Начались неконтролируемые истерики. Я мало спала, так как надо было осваивать большой объем информации, задерживалась до глубокой ночи на студии, и возможно, утверждать не возьмусь, влюбилась в Алексея. Но скорее всего, внутренне это отрицала, зная о том, что у него есть любимая женщина, дети, да и он все же был директором, а не просто знакомым. Было очевидно, что я не справляюсь с работой, но потерять такой шанс, такую возможность… Отказаться от такого сознательно я не могла.


И вот, в один из январских дней я проснулась с мыслью: “Хочу посетить Смоленское кладбище. Часовню Ксении Петербуржской”. Мы поехали туда с подругой, отстояли длинную очередь на морозе, и все ради того, чтобы я прикоснулась к часовне и задала единственный вопрос: “Ксения, скажи, уходить мне со студии: да или нет”.


Ответ не заставил себя ждать. “Да” пронеслось в моей голове. Нет, это не было голосом извне. Это был мой собственный голос.

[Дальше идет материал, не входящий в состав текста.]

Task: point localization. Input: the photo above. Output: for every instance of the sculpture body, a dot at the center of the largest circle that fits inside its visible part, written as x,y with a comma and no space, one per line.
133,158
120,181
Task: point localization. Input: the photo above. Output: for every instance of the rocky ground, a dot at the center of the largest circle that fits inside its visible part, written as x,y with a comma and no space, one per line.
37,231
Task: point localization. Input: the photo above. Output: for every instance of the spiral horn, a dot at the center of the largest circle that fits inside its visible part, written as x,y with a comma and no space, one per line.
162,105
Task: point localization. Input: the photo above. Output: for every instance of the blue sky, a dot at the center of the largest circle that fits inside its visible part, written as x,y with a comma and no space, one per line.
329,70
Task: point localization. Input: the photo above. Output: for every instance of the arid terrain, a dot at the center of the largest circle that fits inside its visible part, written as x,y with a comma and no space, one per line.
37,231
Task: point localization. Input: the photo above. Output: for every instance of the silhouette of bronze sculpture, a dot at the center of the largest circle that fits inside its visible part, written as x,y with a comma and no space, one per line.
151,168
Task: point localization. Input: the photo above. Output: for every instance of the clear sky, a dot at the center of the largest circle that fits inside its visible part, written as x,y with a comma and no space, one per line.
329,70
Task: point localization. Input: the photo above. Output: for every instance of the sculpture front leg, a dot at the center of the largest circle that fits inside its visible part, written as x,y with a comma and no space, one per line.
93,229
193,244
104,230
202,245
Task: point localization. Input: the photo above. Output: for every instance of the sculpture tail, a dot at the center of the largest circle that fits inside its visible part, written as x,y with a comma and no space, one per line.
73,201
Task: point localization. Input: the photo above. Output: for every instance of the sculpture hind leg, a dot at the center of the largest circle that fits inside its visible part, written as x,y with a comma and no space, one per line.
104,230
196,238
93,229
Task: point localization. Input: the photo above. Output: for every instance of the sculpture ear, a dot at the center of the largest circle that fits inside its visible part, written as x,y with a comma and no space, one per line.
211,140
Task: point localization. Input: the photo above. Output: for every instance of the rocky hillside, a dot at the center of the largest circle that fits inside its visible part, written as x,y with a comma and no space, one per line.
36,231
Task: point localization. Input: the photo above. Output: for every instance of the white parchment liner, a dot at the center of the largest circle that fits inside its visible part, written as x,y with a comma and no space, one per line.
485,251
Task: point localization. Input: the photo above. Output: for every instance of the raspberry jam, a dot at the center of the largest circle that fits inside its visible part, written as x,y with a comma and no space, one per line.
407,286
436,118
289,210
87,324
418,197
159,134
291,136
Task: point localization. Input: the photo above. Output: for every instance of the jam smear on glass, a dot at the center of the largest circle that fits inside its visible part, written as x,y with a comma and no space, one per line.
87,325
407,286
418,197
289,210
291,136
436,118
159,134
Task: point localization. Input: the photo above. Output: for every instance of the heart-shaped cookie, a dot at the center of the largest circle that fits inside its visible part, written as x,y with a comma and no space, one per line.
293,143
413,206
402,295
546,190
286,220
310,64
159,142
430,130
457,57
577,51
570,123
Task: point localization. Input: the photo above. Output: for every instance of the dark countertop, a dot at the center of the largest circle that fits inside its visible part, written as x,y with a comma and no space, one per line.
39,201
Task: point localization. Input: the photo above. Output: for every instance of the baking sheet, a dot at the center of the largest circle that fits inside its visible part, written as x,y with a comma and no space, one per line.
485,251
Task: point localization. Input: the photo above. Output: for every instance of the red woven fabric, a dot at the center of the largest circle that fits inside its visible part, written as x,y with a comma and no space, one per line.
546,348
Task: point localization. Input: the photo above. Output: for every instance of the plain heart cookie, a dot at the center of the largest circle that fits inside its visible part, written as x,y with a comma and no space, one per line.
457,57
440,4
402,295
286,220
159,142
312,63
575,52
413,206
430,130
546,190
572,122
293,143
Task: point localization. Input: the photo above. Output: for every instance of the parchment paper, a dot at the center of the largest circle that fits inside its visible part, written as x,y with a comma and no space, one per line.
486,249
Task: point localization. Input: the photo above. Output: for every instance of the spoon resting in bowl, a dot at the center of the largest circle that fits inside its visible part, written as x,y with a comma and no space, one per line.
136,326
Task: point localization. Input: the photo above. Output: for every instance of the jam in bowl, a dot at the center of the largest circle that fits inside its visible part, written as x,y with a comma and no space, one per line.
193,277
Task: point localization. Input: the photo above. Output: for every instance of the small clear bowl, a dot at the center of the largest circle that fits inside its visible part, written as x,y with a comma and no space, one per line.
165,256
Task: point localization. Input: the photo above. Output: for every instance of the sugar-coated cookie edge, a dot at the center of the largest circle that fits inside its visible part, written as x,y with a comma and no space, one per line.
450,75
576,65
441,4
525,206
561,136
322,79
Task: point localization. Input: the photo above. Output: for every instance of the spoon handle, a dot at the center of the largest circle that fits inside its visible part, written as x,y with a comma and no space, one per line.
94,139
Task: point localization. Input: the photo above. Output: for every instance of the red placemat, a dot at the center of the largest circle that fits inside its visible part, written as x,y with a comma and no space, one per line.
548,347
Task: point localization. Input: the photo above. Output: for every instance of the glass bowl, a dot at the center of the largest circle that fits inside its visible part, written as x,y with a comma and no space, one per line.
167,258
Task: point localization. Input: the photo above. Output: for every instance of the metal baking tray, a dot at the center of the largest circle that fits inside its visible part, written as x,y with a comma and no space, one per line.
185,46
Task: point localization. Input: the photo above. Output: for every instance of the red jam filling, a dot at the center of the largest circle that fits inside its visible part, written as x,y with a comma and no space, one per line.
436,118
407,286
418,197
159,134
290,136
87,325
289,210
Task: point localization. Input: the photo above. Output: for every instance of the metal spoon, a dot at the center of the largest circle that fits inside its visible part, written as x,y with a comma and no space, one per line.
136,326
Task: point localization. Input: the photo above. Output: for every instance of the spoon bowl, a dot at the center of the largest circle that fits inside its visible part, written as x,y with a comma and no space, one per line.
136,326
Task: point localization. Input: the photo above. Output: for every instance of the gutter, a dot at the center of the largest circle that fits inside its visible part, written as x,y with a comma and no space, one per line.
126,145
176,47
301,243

И тут наступил катарсис. Я разрыдалась и приняла решение. У меня будто камень с души свалился, ей-Богу.


В Рождество сообщила Алексею, что ухожу. И ушла. С сожалением, но с легким сердцем.

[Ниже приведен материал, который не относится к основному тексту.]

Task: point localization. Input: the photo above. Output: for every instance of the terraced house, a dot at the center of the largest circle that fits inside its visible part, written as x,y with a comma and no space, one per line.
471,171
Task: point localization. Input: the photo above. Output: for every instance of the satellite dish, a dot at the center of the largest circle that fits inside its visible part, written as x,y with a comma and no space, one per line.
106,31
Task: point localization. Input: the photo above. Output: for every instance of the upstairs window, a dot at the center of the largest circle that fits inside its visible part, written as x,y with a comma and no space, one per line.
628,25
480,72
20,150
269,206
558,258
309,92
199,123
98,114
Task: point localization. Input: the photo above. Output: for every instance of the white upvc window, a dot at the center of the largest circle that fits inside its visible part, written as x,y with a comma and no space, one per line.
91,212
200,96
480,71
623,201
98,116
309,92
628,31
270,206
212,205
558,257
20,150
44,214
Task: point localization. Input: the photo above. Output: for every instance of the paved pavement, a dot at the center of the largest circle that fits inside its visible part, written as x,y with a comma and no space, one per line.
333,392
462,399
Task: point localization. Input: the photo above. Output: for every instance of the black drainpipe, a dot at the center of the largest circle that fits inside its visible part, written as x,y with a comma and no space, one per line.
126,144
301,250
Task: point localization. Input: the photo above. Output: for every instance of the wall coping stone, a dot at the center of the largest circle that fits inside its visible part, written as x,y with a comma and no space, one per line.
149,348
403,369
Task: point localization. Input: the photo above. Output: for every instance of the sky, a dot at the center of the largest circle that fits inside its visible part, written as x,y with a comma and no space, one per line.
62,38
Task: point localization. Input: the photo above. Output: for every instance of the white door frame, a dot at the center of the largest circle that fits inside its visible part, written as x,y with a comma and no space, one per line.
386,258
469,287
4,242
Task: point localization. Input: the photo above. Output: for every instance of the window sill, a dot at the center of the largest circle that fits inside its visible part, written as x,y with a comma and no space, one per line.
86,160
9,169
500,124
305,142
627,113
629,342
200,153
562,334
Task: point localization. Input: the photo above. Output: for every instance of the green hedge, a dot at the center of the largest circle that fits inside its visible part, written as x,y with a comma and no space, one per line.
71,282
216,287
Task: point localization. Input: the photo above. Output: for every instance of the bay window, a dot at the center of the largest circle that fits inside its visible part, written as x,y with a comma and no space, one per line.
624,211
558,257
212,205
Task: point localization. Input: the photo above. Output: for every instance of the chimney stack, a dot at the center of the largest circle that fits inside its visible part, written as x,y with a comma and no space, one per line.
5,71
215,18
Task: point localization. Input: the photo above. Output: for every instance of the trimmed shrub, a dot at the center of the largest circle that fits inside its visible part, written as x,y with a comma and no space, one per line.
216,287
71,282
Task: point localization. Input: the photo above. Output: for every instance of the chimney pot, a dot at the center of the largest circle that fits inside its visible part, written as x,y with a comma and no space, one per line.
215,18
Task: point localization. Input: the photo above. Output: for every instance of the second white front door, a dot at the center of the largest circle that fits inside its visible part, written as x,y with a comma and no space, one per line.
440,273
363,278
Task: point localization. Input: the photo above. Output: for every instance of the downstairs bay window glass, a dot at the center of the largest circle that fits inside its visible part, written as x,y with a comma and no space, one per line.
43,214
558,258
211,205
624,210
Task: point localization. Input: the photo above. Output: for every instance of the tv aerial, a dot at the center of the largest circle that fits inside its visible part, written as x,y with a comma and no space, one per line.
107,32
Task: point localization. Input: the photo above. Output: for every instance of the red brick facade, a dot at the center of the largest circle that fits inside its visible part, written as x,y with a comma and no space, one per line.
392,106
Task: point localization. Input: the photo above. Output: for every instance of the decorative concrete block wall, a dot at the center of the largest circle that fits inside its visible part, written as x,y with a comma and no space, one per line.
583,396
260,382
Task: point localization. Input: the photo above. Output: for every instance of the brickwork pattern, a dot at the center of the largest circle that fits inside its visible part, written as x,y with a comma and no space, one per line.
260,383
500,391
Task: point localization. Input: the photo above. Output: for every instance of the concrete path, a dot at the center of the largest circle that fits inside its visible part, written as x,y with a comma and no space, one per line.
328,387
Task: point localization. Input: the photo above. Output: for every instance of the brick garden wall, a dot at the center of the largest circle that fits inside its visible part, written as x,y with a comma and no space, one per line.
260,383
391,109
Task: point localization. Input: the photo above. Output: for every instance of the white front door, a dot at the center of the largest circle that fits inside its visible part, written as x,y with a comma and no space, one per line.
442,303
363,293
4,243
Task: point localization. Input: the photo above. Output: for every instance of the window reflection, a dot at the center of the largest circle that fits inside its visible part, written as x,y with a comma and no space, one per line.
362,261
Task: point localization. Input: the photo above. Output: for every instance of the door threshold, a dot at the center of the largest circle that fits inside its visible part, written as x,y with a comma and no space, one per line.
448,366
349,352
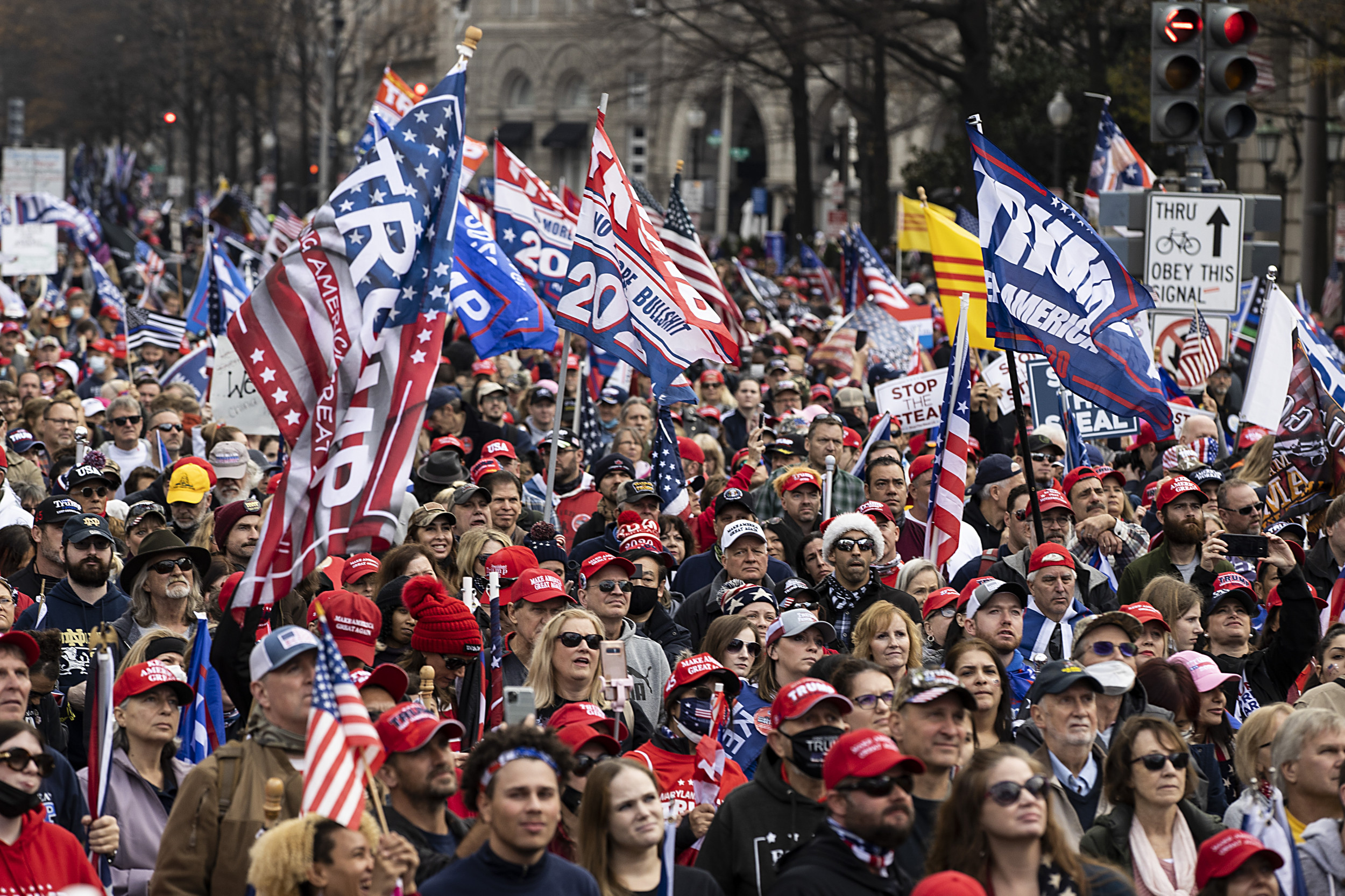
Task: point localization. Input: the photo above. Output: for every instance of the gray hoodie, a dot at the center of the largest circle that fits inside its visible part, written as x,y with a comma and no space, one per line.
649,666
1322,860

То есть понимаете, да? Уже сам факт такого способа разрешения моего внутреннего конфликта не типичен для обычного человека.

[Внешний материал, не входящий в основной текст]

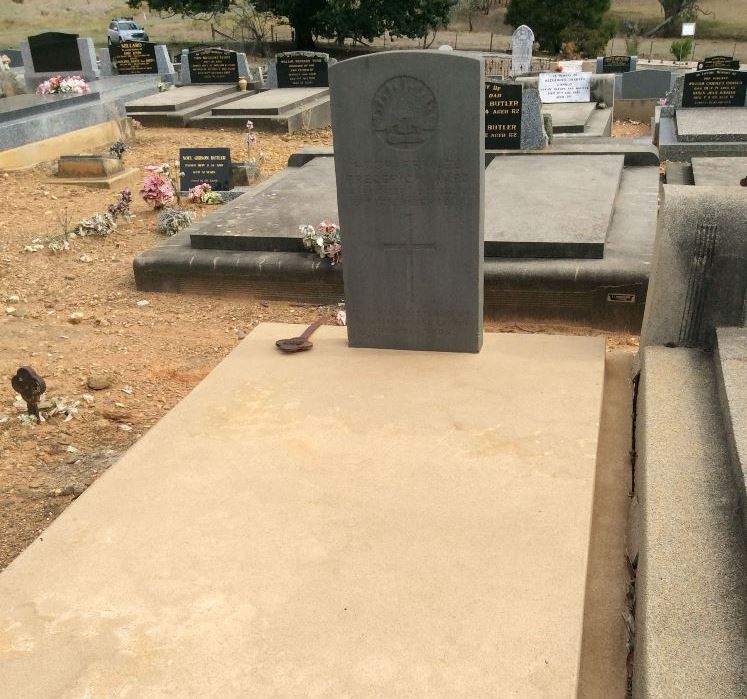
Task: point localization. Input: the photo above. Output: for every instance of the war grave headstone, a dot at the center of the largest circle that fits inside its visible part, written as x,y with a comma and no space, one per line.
720,172
179,106
513,117
705,116
306,69
710,62
211,165
57,53
522,44
409,162
137,58
213,65
616,64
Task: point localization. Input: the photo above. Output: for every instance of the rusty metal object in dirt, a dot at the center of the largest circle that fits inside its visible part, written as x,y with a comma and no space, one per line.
31,386
301,343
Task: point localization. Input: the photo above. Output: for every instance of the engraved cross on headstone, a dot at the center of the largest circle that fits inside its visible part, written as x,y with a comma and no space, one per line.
409,248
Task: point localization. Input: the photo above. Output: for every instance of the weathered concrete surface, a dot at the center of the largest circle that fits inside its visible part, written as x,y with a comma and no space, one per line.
603,656
720,172
717,124
691,606
338,523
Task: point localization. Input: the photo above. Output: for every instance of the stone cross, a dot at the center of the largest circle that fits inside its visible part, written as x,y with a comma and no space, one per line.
522,43
409,161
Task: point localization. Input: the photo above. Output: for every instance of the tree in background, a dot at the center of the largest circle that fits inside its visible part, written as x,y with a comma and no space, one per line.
332,19
582,23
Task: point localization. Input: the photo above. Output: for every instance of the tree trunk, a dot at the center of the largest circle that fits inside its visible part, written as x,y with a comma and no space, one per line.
301,20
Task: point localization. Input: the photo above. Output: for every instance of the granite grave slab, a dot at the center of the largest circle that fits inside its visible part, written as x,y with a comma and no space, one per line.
699,271
409,158
558,206
295,563
714,124
522,44
720,172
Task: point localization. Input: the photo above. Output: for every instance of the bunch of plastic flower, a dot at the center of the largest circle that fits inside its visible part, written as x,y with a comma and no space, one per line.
325,242
121,208
58,85
203,194
157,189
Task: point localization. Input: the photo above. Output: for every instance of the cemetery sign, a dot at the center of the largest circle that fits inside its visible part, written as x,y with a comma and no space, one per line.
134,57
715,88
616,64
55,51
564,87
213,65
503,116
211,165
522,43
710,62
302,70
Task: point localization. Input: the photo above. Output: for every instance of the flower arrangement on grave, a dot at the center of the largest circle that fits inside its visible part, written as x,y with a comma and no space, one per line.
324,242
157,189
171,221
203,194
254,156
68,85
118,149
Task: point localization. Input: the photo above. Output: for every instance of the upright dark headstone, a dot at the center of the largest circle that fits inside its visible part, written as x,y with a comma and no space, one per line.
134,58
55,51
710,62
503,103
616,64
409,160
211,165
302,70
714,88
213,65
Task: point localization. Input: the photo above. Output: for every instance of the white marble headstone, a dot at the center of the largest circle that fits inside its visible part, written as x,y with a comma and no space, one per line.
522,43
565,87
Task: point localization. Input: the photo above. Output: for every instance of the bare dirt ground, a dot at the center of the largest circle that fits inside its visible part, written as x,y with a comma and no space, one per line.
153,354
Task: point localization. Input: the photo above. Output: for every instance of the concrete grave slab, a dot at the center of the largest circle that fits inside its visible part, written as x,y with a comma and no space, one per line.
570,117
720,172
410,164
299,536
272,101
550,207
712,124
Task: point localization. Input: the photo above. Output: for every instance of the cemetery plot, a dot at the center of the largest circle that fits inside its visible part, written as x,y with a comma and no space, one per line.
503,116
715,88
299,70
211,165
564,87
213,66
550,206
720,172
134,57
55,51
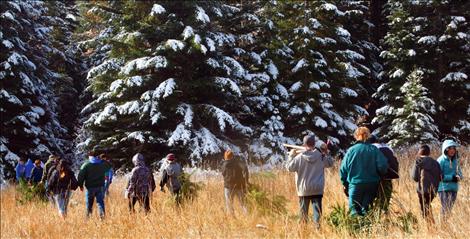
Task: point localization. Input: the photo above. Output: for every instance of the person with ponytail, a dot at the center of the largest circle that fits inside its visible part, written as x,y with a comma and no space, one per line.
360,171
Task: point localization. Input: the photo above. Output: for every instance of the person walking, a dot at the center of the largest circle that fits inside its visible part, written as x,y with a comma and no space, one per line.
427,173
20,170
171,172
140,185
92,175
360,172
61,184
451,176
384,194
309,167
235,181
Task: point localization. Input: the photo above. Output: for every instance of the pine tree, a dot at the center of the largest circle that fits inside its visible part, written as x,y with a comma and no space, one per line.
413,123
399,59
29,121
171,82
321,73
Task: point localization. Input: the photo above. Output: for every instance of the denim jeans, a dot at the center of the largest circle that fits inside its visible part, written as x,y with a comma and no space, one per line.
90,195
62,201
361,196
230,194
447,201
316,204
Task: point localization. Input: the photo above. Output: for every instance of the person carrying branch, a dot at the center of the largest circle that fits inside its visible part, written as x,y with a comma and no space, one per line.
309,165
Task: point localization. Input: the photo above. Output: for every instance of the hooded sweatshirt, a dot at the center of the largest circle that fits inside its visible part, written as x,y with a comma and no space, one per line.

А дальше пришла депрессия.

Первая депрессия




Я её не распознала. Как не распознает практически никто, когда она приходит впервые. Сначала апатия, грусть, плаксивость. Но вроде как можно понять – потеря работы и смутные перспективы.


Из веселой девушки, фонтанирующей энергией, я превратилась в тряпочку. Точнее, мне так казалось. Все свои заслуги обесценила, решила, что я неудачница с большой буквы и всё такое. Других мыслей в голове и не было. Засела дома, проедая зарплату, и на протяжении двух недель почти не выходила на улицу. Разве что за провиантом. Надеялась заесть свою пустоту.


Решение вернуться домой мне далось проще, чем увольнение. Я понимала, что ресурса жить дальше в Питере у меня нет. Истощение моральное и физическое, вкупе с тоской по родным и своим школьным подругам.


Устроилась продавцом в магазин одежды через дорогу, заработала на билет в свою провинцию, и была такова. Улетая, дала себе обещание восстановить силы и вернуться. Обязательно вернуться.


Из теплого солнечного Питера (что удивительно для того времени года) спустя 4 часа я оказалась в суровой сибирской зиме. Маленькие куцые домики, все какое-то серое, неприглядное. Хотя мой город достаточно уютен, но после Питера ни в какое сравнение, конечно.


Поселилась я в квартире покойных бабушки с дедушкой. На тот момент еще никто не вступил в права наследования, и родственники сообща пустили меня туда пожить. И вот, я осталась один на один со своим мрачным внутренним миром. Не понимая и не осознавая причин этого мрака.


Я сошлась с бывшим, но постольку поскольку. Он то приходил, то уходил. Ночевать не оставался, ссылаясь на работу, приносил продукты. Чаще готовую еду, потому что готовить сама я не могла. У меня, кроме прочего, развилась социофобия, да такая, что выходить из дома не представлялось возможным.


Как сейчас помню, вместо того, чтобы встретиться с друзьями, с родственниками, заперлась в квартире и играла на компьютере в какую-то тупую игру днями напролет. Не смотрела телевизор, не слушала музыку, однако тишина меня давила. И практически перестала мыться. Волосы стали, как сено, лицо землистого оттенка. К зеркалу старалась не подходить. Длилось это месяц или около того.


Но тут пришла сессия. Училась я на заочном, платно, была старостой, и не ходить на нее вариантов не было. Не знаю, правда не знаю, откуда что во мне бралось, какие силы, кто мне их давал, но мои одногруппники не догадались, что со мной. То есть там даже намека не было, понимаете? Я веселилась, была такой же, как раньше. Душ принимала тоже. Но учеба не шла. На парах я ничего не понимала, мало записывала, и, в конечном счете, набрала невероятное количество хвостов.